Tragedia naszego synka to wina  niewłaściwego świadczenia opieki medycznej, która na Ukrainie, skąd pochodzimy, jest na bardzo niskim poziomie. Dlatego o sprawność i zdrowie naszego synka, jedynego, któremu udało się przeżyć, walczę tutaj, w Polsce.


Iwan to 6-letni chłopiec z pięknym uśmiechem i świecącymi oczami. Czyta, recytuje wiersze, mówi… Na razie jest mały, szczerze cieszy się z życia, a ja razem z nim. Niestety i tak już zauważa, że różni się od innych dzieci. 

Ma problem z ruszaniem nóżkami i rączkami. Nie chodzi, nie może samodzielnie siedzieć i bawić się zabawkami na podłodze, nie może biegać za piłką, nie może utrzymać w rączce nawet łyżki. A inne dzieci mogą… Synek widzi swoją inność. Coraz częściej pyta, czemu nie może być taki jak inne dzieci… Pęka mi wtedy serce. Iwan płacze, a ja razem z nim…
Staram się robić wszystko, żeby pomóc mojemu synkowi… 

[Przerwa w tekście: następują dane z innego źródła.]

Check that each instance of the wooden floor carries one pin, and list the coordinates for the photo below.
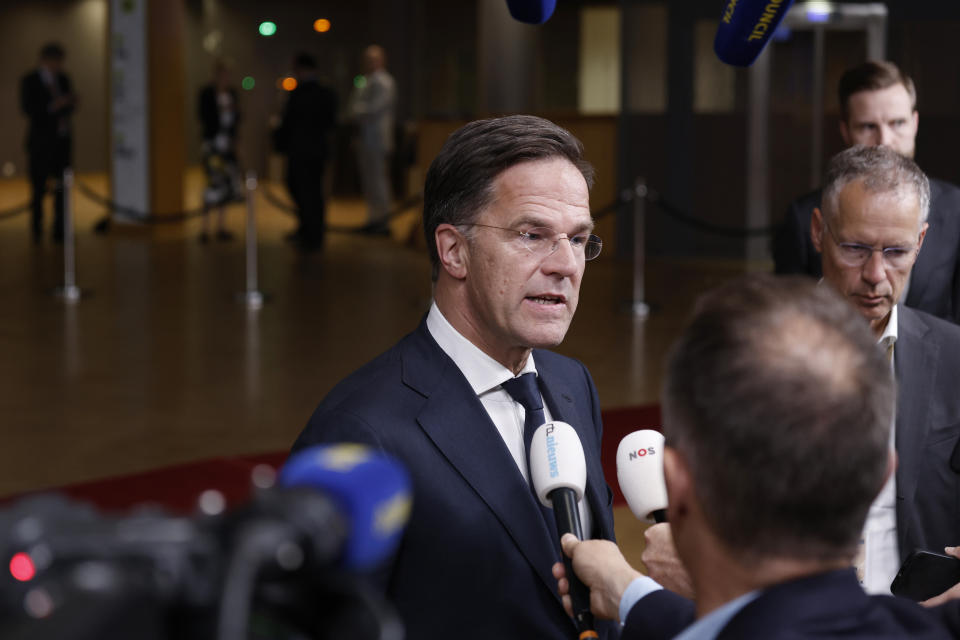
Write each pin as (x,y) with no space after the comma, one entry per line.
(159,363)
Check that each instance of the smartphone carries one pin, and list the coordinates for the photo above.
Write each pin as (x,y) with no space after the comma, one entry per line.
(925,574)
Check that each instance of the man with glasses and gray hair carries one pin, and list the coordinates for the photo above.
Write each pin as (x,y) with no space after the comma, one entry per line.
(878,106)
(508,226)
(869,230)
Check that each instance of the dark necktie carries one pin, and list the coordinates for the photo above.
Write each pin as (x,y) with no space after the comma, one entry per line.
(524,390)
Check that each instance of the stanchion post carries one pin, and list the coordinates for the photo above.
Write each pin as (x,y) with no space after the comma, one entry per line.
(637,304)
(252,296)
(69,292)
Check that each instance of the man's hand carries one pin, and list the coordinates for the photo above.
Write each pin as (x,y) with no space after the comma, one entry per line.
(602,568)
(953,593)
(663,563)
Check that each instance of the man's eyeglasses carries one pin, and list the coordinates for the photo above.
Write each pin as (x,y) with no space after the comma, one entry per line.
(543,241)
(854,254)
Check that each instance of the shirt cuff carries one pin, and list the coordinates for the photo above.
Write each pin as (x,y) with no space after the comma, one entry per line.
(636,590)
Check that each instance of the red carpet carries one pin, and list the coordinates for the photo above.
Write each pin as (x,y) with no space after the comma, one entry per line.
(177,487)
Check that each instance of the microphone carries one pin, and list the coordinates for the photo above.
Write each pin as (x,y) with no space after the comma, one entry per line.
(558,471)
(745,28)
(370,491)
(640,474)
(531,11)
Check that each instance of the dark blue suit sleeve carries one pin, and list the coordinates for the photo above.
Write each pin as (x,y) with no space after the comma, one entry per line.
(658,616)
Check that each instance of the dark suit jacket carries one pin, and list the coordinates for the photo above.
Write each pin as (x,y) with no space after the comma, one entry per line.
(44,133)
(927,363)
(475,561)
(827,605)
(935,281)
(309,116)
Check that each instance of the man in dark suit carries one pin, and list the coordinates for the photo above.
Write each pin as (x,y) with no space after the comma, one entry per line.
(507,221)
(777,412)
(47,99)
(878,106)
(308,120)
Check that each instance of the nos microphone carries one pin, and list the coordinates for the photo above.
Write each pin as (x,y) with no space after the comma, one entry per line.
(558,470)
(640,474)
(370,491)
(745,28)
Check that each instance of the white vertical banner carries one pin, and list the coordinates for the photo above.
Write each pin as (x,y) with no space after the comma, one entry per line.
(130,117)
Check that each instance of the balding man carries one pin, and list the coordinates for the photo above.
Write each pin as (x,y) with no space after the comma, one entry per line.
(777,411)
(878,106)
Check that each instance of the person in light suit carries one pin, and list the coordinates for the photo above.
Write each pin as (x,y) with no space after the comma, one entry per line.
(777,413)
(508,226)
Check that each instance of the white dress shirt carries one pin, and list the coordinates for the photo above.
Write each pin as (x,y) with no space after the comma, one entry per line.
(880,546)
(485,375)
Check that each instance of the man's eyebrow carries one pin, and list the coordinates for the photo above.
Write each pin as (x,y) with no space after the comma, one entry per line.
(535,221)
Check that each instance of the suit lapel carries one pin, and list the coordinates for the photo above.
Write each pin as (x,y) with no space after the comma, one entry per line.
(915,365)
(455,420)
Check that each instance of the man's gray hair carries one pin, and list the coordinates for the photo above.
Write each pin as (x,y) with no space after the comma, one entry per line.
(881,169)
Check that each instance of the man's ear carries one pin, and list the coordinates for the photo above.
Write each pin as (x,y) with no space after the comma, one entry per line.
(679,480)
(923,234)
(816,229)
(452,250)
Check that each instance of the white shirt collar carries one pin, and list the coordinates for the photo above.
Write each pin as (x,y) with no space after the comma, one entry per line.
(481,371)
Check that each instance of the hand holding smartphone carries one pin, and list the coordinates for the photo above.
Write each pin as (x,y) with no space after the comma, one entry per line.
(925,574)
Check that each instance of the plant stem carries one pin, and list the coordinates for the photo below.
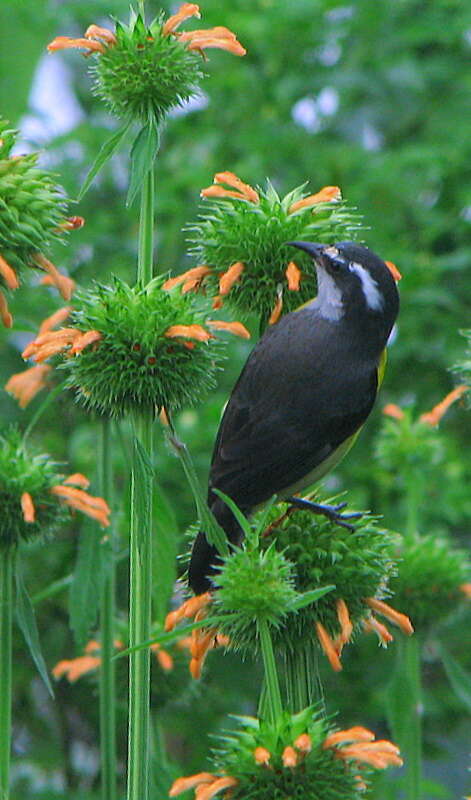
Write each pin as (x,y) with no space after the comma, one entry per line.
(107,698)
(413,734)
(6,617)
(272,704)
(140,577)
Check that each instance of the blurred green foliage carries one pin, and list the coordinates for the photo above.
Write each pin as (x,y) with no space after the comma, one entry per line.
(373,97)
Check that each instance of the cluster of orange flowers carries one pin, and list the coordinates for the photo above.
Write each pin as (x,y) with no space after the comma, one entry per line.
(355,744)
(97,39)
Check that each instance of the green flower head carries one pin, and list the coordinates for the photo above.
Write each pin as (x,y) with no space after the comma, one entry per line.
(143,71)
(136,348)
(301,757)
(240,241)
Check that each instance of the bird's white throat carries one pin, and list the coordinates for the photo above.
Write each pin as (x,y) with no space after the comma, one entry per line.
(328,302)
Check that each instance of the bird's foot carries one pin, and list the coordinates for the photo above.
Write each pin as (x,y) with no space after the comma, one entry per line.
(331,512)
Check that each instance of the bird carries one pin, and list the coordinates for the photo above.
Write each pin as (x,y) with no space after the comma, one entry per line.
(303,395)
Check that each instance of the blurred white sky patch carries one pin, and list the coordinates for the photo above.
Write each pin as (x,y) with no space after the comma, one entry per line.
(309,111)
(54,108)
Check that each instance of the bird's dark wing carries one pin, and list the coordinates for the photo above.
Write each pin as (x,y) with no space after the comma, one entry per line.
(291,408)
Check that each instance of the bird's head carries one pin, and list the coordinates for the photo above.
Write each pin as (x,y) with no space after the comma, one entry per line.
(353,283)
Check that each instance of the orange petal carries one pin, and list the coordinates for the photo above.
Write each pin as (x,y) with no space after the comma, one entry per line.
(207,792)
(277,309)
(289,757)
(355,734)
(230,277)
(393,270)
(373,625)
(27,507)
(77,479)
(5,315)
(390,613)
(25,385)
(232,180)
(66,43)
(8,274)
(344,620)
(185,784)
(86,339)
(328,647)
(188,331)
(434,416)
(392,410)
(325,195)
(233,327)
(57,318)
(293,276)
(64,284)
(197,274)
(261,755)
(185,11)
(96,32)
(303,743)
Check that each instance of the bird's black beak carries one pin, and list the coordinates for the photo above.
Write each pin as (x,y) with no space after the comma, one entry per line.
(314,249)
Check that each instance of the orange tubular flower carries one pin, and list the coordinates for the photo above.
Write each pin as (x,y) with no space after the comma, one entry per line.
(233,327)
(262,756)
(434,416)
(24,386)
(399,619)
(293,276)
(188,332)
(27,507)
(8,274)
(239,189)
(191,782)
(185,11)
(328,647)
(325,195)
(94,507)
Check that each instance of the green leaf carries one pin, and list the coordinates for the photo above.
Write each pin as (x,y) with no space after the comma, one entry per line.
(164,553)
(106,151)
(143,153)
(27,622)
(85,588)
(460,680)
(306,598)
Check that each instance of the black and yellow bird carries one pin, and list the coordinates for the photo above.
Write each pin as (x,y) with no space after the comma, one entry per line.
(304,393)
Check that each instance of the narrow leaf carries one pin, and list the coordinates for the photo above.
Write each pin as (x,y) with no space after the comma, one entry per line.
(84,590)
(106,151)
(460,680)
(143,153)
(27,623)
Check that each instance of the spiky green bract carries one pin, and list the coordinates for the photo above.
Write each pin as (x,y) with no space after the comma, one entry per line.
(318,775)
(427,585)
(135,366)
(253,586)
(146,73)
(359,563)
(32,206)
(24,471)
(231,230)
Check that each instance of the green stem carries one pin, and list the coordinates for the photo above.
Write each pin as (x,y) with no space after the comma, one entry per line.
(413,734)
(140,577)
(6,617)
(107,698)
(272,704)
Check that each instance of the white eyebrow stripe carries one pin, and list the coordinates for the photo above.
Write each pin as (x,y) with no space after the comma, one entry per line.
(373,296)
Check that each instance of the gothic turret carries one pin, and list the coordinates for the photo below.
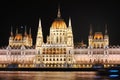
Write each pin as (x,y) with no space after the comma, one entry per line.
(39,39)
(69,34)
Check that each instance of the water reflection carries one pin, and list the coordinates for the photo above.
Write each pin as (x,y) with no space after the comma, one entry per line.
(51,76)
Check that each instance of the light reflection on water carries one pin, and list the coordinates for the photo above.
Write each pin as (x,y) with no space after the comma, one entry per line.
(6,75)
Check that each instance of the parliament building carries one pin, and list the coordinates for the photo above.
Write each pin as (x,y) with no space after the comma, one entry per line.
(59,50)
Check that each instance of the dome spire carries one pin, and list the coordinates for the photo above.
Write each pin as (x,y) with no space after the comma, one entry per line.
(69,22)
(105,29)
(17,31)
(39,22)
(11,31)
(25,31)
(90,29)
(59,14)
(30,32)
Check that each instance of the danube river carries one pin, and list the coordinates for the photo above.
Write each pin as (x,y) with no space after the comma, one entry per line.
(24,75)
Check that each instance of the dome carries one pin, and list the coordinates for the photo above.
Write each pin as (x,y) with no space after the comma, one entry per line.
(18,37)
(98,35)
(59,24)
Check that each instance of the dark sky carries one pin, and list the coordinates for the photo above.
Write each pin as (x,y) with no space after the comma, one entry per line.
(83,13)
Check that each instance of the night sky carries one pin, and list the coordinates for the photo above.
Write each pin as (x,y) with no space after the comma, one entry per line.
(19,14)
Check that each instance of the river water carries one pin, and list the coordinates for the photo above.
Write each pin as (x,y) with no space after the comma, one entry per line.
(26,75)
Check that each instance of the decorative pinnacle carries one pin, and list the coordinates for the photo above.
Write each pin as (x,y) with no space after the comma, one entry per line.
(69,21)
(90,29)
(105,28)
(59,14)
(11,31)
(39,22)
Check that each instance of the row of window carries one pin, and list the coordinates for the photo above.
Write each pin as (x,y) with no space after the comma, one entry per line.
(62,59)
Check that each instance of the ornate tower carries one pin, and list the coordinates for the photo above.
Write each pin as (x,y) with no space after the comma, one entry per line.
(106,37)
(39,39)
(69,35)
(11,37)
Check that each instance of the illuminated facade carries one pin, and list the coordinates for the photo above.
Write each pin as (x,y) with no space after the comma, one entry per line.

Wszystko, co można było zrobić na Ukrainie, zostało zrobione: zajęcia ruchowe, masaże, hipoterapia, pływanie, ćwiczenia z piłką, kursy w ośrodkach rehabilitacyjnych na Ukrainie. Wszystko! Tylko dzięki temu Vanieczka rozwija się w powolnym tempie. Inaczej by się cofał… Ile trudu kosztowało mnie, by nauczyć go podstaw poruszania się, by mógł sam trzymać głowę…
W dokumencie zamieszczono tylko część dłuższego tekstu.